Sunday, October 16, 2005

Book Review: Good to Great


Good to Great: Why Some Companies Make the Leap... and Others Don'tI may, by now, be the last person in America to read Collins' best-seller. No matter, it's exceptional. Using extensive quantitative research, Jim Collins and his team arrived at a set of fundamental differentiators that distinguish great companies from merely good ones.

How, for example, did Walgreens outperform the market by a factor of fifteen times, while its competitor Eckerd turned into an industry laggard? How did Kimberly-Clark meet and beat the master marketers at P&G? And how could Nucor take on -- and soundly defeat -- US Steel? Simple, Collins tells us: all exhibited a suite of traits that supercharged corporate performance.

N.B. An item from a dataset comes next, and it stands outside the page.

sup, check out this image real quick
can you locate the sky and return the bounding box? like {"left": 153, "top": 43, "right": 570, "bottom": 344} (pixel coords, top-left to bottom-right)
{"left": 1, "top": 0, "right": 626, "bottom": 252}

To illustrate the point: had you invested one thousand dollars in Walgreens in 1975, that stake would have been worth over $560,000 by the year 2000. Contrast that performance with the great names of corporate America: Intel ($309,000), GE ($119,000), Coke ($73,000), Merck ($64,000), and the general market ($37,000).

In a nutshell, the traits include:

o "Level 5 leadership" - leaders that exhibit a unique combination of personal humility and professional discipline with ambition focused on the company, not the individual.
o "First Who, then What" - getting the best people on board, then worrying about fine-tuning corporate direction.
o "Confront brutal facts, without ever losing faith" - also termed "the Stockdale Paradox", this trait involves seeking the truth of the current situation while maintaining a certainty in victory.
o "The Hedgehog Concept" - fundamental discipline at the intersection of what your organization has passion for, what it can be the best at, and knowing the single metric that drives your economic engine (e.g., dollars per customer-visit, if you're a retailer).
o "A culture of discipline" - sustaining excellent results requires nuturing a culture of displined people taking displined action, consistent with the Hedgehog Concept.
o "The flywheel" - good-to-great transitions never happen in one grandiose re-org; instead, they are the result of a consistent sequence of buildups and breakthroughs, one after the other.

Like all great ideas, from the perspective of hindsight, Collins' characteristics look simple, dry, and boring. The book is anything but: it is a unique combination of research report, historical retrospective, and incisive analysis. Put simply, if you work in a business (!), you owe it to yourself to read this book.